The President of the NAACP Boston Branch, Thomas Atkins, opposite of a police barricade at Carson Beach during the NAACP picnic demonstration against racial violence at the beach in 1975. Photo: The Boston Globe
Days after events of organized violence against Black beach goers at Carson Beach, Thomas Atkins, president of Boston’s chapter of the National Association of the Advancement of Colored People (NAACP), along with several other leaders of Black civic groups called for a picnic at the beach on Sunday August 10th, 1975. Atkins stated that the purpose of the picnic was a reminder of, “the fundamental right of every citizen to use public facilities,” regardless of race.

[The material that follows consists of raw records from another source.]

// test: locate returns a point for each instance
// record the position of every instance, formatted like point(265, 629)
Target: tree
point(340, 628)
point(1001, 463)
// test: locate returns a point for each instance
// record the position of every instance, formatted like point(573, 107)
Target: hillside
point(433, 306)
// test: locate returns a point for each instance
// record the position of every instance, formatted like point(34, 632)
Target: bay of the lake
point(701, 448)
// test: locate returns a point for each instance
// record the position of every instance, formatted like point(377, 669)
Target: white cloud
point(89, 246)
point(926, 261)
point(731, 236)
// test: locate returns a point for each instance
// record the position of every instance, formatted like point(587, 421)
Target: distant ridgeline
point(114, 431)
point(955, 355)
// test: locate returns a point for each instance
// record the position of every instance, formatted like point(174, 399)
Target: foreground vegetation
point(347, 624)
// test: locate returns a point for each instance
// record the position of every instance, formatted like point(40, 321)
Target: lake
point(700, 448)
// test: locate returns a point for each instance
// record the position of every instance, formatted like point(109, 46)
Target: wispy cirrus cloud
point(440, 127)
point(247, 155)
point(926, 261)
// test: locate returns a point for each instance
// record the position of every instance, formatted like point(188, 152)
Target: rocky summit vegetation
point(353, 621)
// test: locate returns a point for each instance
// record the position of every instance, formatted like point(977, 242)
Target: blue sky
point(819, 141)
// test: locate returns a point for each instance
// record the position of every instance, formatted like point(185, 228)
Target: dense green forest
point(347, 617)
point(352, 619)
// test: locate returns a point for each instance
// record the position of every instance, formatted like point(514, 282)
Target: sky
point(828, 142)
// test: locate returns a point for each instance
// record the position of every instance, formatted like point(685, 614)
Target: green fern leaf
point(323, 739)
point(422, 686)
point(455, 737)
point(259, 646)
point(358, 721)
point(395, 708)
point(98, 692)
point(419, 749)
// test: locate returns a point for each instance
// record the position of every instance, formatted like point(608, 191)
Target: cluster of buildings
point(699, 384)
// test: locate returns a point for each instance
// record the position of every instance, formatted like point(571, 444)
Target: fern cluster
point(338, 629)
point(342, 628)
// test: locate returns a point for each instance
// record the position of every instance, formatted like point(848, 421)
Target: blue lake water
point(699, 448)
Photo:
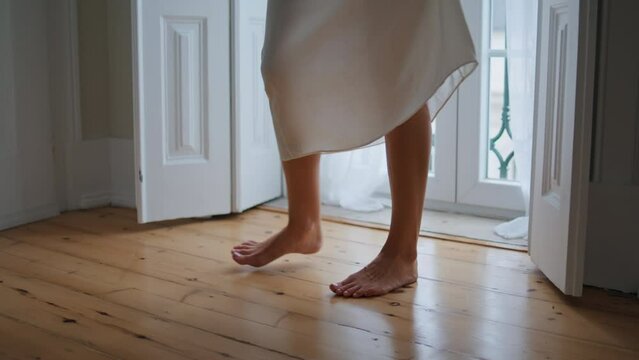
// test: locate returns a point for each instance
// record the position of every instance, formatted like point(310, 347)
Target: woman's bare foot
point(301, 240)
point(387, 272)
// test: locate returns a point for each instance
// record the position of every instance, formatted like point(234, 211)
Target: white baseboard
point(101, 173)
point(28, 215)
point(122, 180)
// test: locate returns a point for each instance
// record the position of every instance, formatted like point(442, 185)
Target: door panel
point(182, 108)
point(562, 141)
point(27, 174)
point(255, 152)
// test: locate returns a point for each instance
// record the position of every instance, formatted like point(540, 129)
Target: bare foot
point(384, 274)
point(307, 240)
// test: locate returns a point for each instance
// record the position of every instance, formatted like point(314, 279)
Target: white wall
point(612, 248)
point(94, 126)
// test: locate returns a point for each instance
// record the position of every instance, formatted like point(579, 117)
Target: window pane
point(499, 164)
point(431, 162)
point(498, 24)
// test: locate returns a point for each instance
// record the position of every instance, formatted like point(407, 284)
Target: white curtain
point(349, 179)
point(521, 45)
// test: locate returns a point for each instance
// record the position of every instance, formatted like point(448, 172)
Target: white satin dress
point(341, 74)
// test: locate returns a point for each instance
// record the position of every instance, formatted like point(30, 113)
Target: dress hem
point(433, 100)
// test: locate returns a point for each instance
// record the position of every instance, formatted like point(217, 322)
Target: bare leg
point(408, 151)
point(302, 234)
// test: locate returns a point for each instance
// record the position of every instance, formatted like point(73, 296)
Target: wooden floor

The summer of 1975 picnic demonstration at Carson Beach was one of the many actions during Boston’s busing era that reaffirmed the right that Black Bostonians had not only to public spaces of leisure like the beach, but quality education as well. The fight against educational genocide was the foundation of the picnic action. Black mothers, youth, and civic leaders had long fought for quality education in the city of Boston.
This legacy is evident from the beginning of the 1950s and ongoing with the neighborhood of Roxbury at the center of it. The Roxbury community began to organize together, with notable leaders like Ruth Batson at the forefront, after becoming concerned about the low quality educational resources designated for Black youth. Together, they led the charge against the Boston School Committee's purposeful neglect of Black students within the Boston Public School system.

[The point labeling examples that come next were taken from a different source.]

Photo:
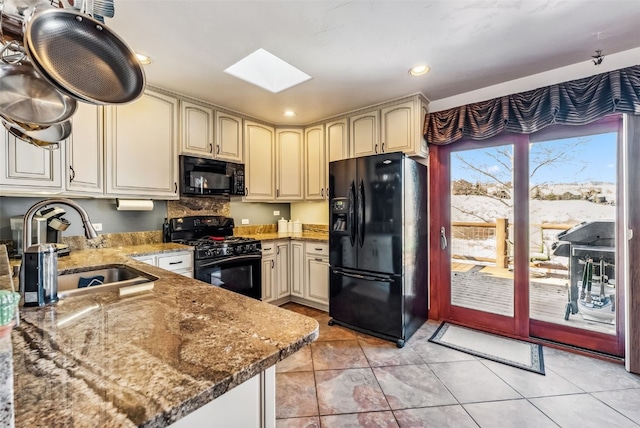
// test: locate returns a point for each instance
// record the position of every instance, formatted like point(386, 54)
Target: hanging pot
point(83, 57)
point(28, 136)
point(77, 54)
point(30, 101)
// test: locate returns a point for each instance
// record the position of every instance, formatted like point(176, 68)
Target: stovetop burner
point(212, 237)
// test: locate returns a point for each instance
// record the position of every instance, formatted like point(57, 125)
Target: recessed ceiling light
point(419, 70)
point(266, 70)
point(144, 60)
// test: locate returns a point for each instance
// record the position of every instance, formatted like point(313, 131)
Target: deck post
point(502, 235)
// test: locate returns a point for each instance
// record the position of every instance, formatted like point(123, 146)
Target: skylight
point(267, 71)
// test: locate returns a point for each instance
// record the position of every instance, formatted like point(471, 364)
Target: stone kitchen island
point(149, 358)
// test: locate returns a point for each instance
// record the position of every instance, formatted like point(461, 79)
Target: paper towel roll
point(134, 205)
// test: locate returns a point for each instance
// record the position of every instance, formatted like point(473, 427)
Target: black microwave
point(209, 177)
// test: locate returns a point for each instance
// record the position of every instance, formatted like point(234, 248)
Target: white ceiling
point(359, 52)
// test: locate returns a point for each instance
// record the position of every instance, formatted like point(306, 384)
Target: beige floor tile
point(349, 391)
point(295, 395)
point(298, 362)
point(365, 420)
point(337, 354)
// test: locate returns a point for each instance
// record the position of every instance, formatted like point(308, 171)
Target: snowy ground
point(554, 212)
point(560, 212)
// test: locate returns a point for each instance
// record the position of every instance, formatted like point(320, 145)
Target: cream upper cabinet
point(363, 130)
point(337, 140)
point(141, 148)
point(85, 147)
point(315, 164)
point(25, 168)
point(401, 127)
point(196, 130)
point(259, 149)
point(297, 268)
point(289, 165)
point(228, 141)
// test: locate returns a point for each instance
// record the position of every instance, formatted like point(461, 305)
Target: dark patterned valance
point(576, 102)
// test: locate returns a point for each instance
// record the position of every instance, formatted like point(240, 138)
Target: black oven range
point(220, 259)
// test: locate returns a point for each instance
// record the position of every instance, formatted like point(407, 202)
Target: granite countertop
point(303, 236)
point(146, 359)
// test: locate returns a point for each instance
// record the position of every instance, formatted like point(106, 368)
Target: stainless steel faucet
point(89, 231)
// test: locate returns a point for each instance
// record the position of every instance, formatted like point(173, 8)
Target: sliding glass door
point(527, 235)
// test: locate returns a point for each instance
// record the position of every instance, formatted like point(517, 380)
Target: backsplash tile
point(199, 206)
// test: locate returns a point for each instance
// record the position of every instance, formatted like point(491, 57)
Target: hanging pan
point(46, 139)
point(28, 100)
point(82, 57)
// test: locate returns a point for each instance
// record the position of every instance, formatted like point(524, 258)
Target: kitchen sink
point(102, 278)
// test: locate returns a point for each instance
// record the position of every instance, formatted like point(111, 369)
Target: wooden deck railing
point(500, 231)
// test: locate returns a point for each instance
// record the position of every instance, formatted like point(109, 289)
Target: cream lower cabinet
point(251, 404)
point(85, 152)
point(275, 272)
point(282, 286)
point(268, 271)
point(260, 163)
point(289, 165)
point(316, 278)
point(141, 148)
point(25, 168)
point(297, 268)
point(180, 262)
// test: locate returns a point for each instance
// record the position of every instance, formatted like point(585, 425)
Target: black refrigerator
point(378, 245)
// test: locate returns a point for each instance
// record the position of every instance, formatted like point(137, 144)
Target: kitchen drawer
point(176, 261)
point(268, 248)
point(318, 248)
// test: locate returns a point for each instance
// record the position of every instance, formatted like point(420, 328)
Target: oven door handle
point(224, 261)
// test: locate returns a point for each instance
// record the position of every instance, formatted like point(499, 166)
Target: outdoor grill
point(590, 247)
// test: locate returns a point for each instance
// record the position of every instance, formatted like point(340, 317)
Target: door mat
point(516, 353)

The Nurturing of a Movement
In 1963, Ruth Batson addressed the Boston School Committee as the NAACP Education Committee Chair, “We are aware of the problems confronting this school administration. We, like any citizens, are vitally concerned with good sound educational policies. Our demands tonight have centered around de facto segregation and its evil effects because we know that this issue has not been faced by Boston school officials. This issue must be dealt with, if we are to move along with the plans and blueprints that proclaim New Boston.”
As Black Bostonians endured exclusion from the Boston School Committee, they continued to organize marches, create schools with culturally relevant curricula, and influence policy. In 1963, state representative Royal Bolling Sr. introduced the Racial Imbalance Act, which was later enacted in 1965. The induction of the Racial Imbalance Act made Massachusetts the first state to ban segregation within its public schools.
This set the precedent for the class action lawsuit filed by the Boston Branch NAACP on behalf of 14 Black parents and 44 schoolchildren, on March 14th 1972. This lawsuit charged the city with consistently denying equal opportunities for Black youth within the Boston Public School system, by creating and maintaining a segregated educational system. Two years later on June 21st 1974, Judge W. Arthur Garrity Jr. confirmed that the defendant, the Boston School Committee, had intentionally performed and maintained a systematic segregation of Boston Public Schools. This was a historic decision, in which Judge Garrity demanded that the Boston School Committee, “Take whatever steps might be necessary to desegregate the school system.”
The Boston School Committee then took the “necessary” steps towards enacting the violent and ineffective busing period that shook Boston.
Picking Up Our Tools
In this remembrance of busing, I must note that Black Bostonians proposed community-centered alternatives. These alternatives included granting Black communities increased authority over predominantly Black schools along with the hiring of more teachers of color. In the end, these alternatives were rejected by white state officials and the Boston Teachers Union, who at the time could not fathom supporting a systematic framework of Black economic and educational control.
With the successful conclusion of Reclaim the Beach, it is important that we all take the time to educate ourselves and one another about the legacy of Boston’s Civil Rights Movement. For Black Bostonians, especially those raised by Roxbury, it is crucial that we recognize and act on the tools that our ancestors left for us to pick up and continue the fight.
One of many ancestors, Mel King, has specifically written for us to do so:
“At every point where we see people attempting to deny constitutional rights, whether it is the harassment of public housing tenants, or the denial of financial resources to people who want to remain in their urban home places, or assaults on visitors from out of town who do not know the ‘boundaries’ between Black and White territories, we must stand firm and insist that constitutional rights are protected. For every incident we allow to go unchallenged, we will find ourselves fighting dozens more.”